One powerful motivator is to promise to donate money to an organization you dislike (e.g. the rival college) when you fall off the wagon. In the previous example, your if/then statement might become, “If I see the dessert in the hospital cafeteria, then I will look away and say to myself ‘I can’t eat that. If I do, I’d have to donate to the Ohio State (or Michigan, if you are an Ohio State fan) football program.”
Hot Versus Cool Focus
Dr. Mischel observed that children were able to resist the marshmallow longer if they considered the non-appealing parts of the marshmallow. You can divide characteristics of a marshmallow into hot and cool foci: hot foci of a marshmallow might be its chewiness or the sweetness you experience when you eat it. Thinking about these aspects of a marshmallow makes it harder to resist. Alternatively, cool foci of a marshmallow might be that it’s round, white, and small. Thinking about these aspects of a marshmallow made it easier for children to not eat it.
One way to apply this to big spending decisions is to think about the cool foci rather than the hot foci. When purchasing a car, think about it as a mode of transportation to get you from home to work, rather than its leather interior, flashy colors, or going from 0-60 in 3.2 seconds.
Conclusion
I’m confident that most physicians would have passed the marshmallow test as children. The sustained willpower to focus on studying during college rather than playing video games shows that they understood the future rewards of working hard in college. However, some physicians do fall off the bandwagon when they rapidly inflate their lifestyle following residency. Fortunately, there is extensive social science research which demonstrates multiple techniques to help improve self-control in our many financial, health, and life decisions.
What do you think? Would you have passed the marshmallow test as a child? Do you think most physicians would have passed the marshmallow test as children? Do you think self-control is innate, learned, or a combination of both?
I think most docs ould have pass the test in college and medical school and then it is beaten out of them in residency. I think that most would swallow the whole thing in about five seconds when they become an attending.
All of that waiting changes people and the expectations change, too. The “waiting part of life” is done when you become an attending. You’ve done the work. Earned your stripes. Now you get to reap the rewards!
Well, that’s how most think. Not how they should think.
Thanks for the thoughtful post.
Thanks for providing this great analogy. When I was a student at Stanford, I participated in some studies like this. It was a lot of fun. Often you didn’t know what they were testing until it was over.
The simple marshmallow test for adults is to look at your debt. If you have credit card debt, you failed the marshmallow test.

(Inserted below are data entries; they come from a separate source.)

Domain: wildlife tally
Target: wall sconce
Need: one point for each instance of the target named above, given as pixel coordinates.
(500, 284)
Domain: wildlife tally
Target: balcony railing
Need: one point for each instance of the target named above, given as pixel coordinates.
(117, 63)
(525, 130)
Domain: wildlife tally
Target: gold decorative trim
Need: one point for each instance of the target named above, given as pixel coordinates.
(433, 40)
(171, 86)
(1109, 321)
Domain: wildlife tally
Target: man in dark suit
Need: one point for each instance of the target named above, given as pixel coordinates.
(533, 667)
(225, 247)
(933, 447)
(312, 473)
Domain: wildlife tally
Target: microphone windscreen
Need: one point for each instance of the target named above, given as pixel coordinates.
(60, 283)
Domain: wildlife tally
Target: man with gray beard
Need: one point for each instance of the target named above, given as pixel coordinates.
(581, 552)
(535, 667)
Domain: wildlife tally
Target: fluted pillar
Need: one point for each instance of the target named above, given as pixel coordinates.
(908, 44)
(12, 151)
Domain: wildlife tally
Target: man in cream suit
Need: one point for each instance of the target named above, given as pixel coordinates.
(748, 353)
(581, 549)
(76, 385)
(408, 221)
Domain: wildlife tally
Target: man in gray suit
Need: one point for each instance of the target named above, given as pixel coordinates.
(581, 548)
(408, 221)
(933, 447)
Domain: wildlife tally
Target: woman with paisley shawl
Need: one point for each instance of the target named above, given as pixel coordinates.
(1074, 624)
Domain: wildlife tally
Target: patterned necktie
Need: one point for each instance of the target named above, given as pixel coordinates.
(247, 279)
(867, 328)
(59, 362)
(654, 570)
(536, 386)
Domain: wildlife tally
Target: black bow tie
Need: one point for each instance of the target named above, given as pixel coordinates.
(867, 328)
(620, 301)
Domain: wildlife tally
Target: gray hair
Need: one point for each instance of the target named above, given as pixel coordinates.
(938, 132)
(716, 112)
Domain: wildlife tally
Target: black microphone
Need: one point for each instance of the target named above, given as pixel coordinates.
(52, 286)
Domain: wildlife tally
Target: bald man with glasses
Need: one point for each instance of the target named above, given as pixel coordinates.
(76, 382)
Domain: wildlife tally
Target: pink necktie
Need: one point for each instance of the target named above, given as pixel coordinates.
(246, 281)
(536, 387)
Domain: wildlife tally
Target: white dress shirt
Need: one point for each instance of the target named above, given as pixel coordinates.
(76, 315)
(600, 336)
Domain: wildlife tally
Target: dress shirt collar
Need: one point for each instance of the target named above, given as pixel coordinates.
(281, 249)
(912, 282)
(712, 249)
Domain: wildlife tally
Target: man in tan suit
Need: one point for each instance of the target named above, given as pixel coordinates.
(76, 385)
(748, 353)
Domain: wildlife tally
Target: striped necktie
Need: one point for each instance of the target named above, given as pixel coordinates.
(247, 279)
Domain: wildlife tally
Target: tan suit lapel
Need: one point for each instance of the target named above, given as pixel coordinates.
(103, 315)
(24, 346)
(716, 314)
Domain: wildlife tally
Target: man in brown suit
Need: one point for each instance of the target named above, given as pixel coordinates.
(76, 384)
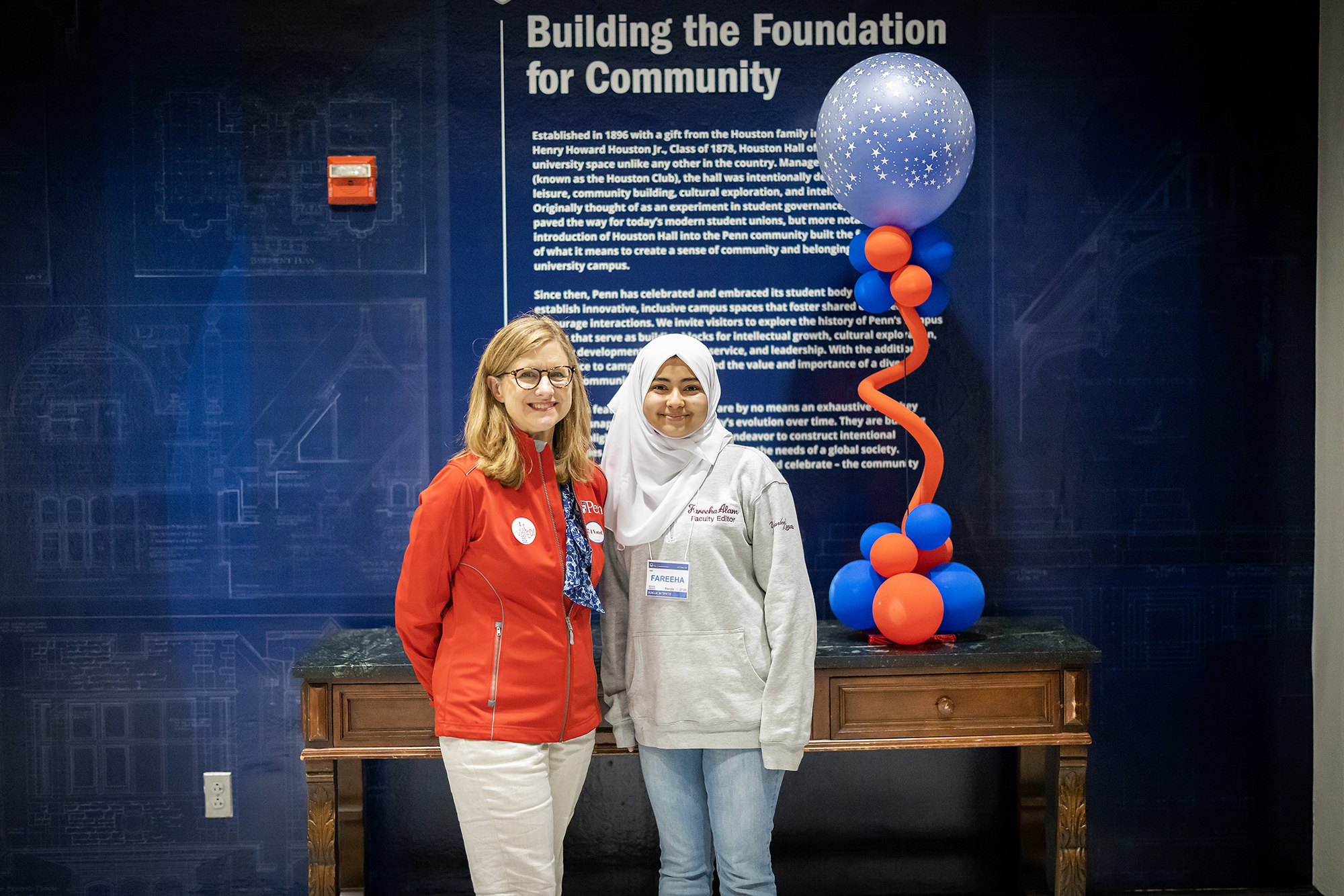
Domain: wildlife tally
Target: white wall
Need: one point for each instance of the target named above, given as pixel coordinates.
(1329, 625)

You couldn’t wait until you saved the money to buy something or go on that vacation, you had to have it now and put it on the card and thus pay extra for it.
Do you make a car payment? Then you failed the marshmallow test. You had to have it now and pay extra interest instead of waiting until you saved the money to buy it cash. Or you had some cash but you just had to buy the more expensive car with those greater features that you just had to have now.
Have you saved an emergency fund? If not then you have failed the marshmallow test. You just had to spend the money now instead of letting it accumulate to cover an emergency in your life. You are financially safer with the emergency fund, you can play more without saving for it. Fun now vs security later.
If I would had known about this test earlier, I would have put it into my book, The Doctors Guide to Eliminating Debt. It would have made a fun chapter.
Dr. Cory S. Fawcett
Prescription for Financial Success
We did the marshmallow test with my son. He laughed at us and waited patiently. As parents, we try to follow his example!